We used the 2004–2009 California State Inpatient Database to develop, calibrate, and prospectively test our models (n = 24 million). Elastic net logistic regression was used to estimate the two risk indices. Agreement in hospital performance under the two respective risk models was assessed by comparing observed-to-expected mortality ratios; acceptable agreement was predefined as the AllCodeRisk-based observed-to-expected ratio within ±20% of the POARisk-based observed-to-expected ratio for more than 95% of hospitals.
After recalibration, goodness of fit (i.e., model calibration) within the 2009 data was excellent for both models.
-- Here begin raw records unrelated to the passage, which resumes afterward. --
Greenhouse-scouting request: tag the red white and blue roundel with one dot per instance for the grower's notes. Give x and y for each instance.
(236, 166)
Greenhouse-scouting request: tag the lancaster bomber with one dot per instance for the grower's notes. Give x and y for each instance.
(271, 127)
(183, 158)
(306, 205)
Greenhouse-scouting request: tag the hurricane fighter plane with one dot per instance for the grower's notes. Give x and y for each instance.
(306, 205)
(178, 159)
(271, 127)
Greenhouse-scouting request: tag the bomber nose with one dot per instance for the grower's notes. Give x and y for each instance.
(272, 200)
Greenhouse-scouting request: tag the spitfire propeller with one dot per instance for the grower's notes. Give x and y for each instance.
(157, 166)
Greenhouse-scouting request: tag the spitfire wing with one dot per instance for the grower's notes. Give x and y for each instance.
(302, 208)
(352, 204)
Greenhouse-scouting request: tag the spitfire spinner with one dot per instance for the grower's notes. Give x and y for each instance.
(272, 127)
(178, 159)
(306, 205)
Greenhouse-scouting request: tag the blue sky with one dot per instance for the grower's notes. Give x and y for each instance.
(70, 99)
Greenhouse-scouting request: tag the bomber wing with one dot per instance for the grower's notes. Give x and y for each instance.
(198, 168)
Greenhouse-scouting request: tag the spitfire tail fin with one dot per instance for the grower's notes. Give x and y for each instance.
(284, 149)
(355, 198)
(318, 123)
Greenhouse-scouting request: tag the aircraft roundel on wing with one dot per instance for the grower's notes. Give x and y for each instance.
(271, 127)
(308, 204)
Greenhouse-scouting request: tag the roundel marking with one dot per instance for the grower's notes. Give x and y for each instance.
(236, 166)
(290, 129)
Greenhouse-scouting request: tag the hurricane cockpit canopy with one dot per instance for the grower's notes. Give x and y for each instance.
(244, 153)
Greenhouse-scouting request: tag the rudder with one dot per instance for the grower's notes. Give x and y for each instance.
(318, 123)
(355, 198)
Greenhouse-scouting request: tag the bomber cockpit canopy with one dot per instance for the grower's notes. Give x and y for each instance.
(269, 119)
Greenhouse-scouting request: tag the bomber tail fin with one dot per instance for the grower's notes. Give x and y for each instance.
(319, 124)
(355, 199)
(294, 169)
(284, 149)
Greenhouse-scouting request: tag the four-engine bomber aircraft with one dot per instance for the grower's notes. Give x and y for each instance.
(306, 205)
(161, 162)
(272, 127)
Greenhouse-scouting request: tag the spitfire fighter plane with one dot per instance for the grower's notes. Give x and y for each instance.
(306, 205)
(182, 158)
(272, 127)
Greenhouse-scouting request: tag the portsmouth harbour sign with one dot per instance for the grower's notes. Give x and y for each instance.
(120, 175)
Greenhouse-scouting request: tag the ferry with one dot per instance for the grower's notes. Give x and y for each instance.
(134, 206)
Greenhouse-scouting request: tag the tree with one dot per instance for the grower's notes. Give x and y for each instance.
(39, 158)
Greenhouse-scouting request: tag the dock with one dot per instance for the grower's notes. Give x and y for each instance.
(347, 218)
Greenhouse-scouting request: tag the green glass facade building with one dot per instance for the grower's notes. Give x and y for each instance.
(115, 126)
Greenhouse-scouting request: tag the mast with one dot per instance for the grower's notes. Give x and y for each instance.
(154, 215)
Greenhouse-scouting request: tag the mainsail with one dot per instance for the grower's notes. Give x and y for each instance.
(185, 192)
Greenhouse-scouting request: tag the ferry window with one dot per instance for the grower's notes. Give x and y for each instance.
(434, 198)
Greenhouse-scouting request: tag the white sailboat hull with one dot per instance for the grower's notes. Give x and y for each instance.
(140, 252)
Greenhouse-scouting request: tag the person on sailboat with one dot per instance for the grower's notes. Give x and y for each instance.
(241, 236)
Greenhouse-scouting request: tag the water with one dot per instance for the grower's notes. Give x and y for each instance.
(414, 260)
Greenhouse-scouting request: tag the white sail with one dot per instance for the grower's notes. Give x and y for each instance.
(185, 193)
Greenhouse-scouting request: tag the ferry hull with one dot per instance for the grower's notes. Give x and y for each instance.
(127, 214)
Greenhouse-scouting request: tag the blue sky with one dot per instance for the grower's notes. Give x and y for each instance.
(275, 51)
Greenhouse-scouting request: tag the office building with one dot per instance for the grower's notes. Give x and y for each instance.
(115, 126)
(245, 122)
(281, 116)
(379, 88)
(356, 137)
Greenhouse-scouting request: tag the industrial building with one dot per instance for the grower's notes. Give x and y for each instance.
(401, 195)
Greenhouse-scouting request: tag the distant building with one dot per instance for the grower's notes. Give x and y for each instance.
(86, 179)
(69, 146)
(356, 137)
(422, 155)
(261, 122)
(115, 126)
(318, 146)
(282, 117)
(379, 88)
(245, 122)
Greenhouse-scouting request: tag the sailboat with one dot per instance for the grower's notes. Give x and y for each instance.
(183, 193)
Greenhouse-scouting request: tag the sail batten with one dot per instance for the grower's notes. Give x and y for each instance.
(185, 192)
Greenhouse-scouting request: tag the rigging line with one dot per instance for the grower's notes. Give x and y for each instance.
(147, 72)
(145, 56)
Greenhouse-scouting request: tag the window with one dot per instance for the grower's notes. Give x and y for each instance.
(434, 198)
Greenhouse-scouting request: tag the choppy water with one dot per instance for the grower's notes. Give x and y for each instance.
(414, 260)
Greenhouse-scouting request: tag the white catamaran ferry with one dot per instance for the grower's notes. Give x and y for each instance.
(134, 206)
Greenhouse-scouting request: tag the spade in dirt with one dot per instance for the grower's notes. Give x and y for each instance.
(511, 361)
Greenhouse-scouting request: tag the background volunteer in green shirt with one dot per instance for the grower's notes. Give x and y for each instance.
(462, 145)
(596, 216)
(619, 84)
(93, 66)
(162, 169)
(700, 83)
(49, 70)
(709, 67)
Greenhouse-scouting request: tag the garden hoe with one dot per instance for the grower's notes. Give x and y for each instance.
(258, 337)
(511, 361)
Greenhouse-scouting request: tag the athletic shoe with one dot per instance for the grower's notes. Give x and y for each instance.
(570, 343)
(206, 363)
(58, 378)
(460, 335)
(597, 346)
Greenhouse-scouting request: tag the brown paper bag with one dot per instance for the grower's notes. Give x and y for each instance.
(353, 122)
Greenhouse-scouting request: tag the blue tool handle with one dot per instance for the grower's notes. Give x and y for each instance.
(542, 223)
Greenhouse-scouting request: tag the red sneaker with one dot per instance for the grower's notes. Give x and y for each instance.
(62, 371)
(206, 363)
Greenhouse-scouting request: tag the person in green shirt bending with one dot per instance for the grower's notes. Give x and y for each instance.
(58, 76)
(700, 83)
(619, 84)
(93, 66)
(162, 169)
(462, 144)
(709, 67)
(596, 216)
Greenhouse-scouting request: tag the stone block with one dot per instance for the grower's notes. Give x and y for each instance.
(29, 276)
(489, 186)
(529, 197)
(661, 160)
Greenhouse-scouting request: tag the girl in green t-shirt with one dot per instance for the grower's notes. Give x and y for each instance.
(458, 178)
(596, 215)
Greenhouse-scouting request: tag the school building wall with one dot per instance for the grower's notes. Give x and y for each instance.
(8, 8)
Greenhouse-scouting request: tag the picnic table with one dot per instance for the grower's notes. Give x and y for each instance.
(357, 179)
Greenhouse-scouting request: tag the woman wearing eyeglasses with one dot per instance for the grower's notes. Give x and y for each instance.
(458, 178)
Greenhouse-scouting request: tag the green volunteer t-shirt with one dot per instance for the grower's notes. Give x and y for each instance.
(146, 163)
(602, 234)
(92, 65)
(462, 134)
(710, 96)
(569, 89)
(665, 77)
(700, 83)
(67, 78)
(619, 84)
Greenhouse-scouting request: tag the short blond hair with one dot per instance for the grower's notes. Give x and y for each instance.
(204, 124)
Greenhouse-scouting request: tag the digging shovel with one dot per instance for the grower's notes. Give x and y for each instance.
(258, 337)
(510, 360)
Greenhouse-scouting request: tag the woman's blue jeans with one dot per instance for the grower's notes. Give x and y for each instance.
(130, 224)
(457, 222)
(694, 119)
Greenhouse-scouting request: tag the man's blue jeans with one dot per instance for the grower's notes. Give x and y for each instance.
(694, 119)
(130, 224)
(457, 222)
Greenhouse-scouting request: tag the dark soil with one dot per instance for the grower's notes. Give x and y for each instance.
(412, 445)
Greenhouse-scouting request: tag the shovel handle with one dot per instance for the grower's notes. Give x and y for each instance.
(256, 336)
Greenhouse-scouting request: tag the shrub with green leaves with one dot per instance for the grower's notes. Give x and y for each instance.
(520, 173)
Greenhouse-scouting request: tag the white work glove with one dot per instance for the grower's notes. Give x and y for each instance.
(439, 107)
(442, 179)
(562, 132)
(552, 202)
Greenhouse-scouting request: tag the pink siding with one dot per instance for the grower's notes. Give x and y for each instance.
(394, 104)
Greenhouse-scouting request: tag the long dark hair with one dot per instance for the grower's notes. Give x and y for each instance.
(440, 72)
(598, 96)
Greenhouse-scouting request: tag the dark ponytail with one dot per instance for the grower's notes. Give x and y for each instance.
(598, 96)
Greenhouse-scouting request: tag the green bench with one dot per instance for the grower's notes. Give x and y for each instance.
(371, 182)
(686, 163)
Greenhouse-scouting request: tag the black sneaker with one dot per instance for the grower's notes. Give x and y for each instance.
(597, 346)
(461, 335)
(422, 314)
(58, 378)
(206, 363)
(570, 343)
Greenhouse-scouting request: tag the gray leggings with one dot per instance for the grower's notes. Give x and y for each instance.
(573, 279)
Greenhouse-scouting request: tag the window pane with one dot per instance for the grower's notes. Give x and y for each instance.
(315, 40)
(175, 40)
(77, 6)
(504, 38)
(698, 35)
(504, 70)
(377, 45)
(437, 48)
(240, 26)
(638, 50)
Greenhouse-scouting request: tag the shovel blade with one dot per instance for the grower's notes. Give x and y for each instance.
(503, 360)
C-statistics were 0.958 and 0.981, respectively, for the POARisk and AllCodeRisk models. The AllCodeRisk-based observed-to-expected ratio was within ±20% of the POARisk-based observed-to-expected ratio for 89% of hospitals, which was slightly lower than the predefined limit of agreement.
Consideration of POA coding meaningfully improved hospital performance measurement. The POARisk model should be used for risk adjustment when POA data are available.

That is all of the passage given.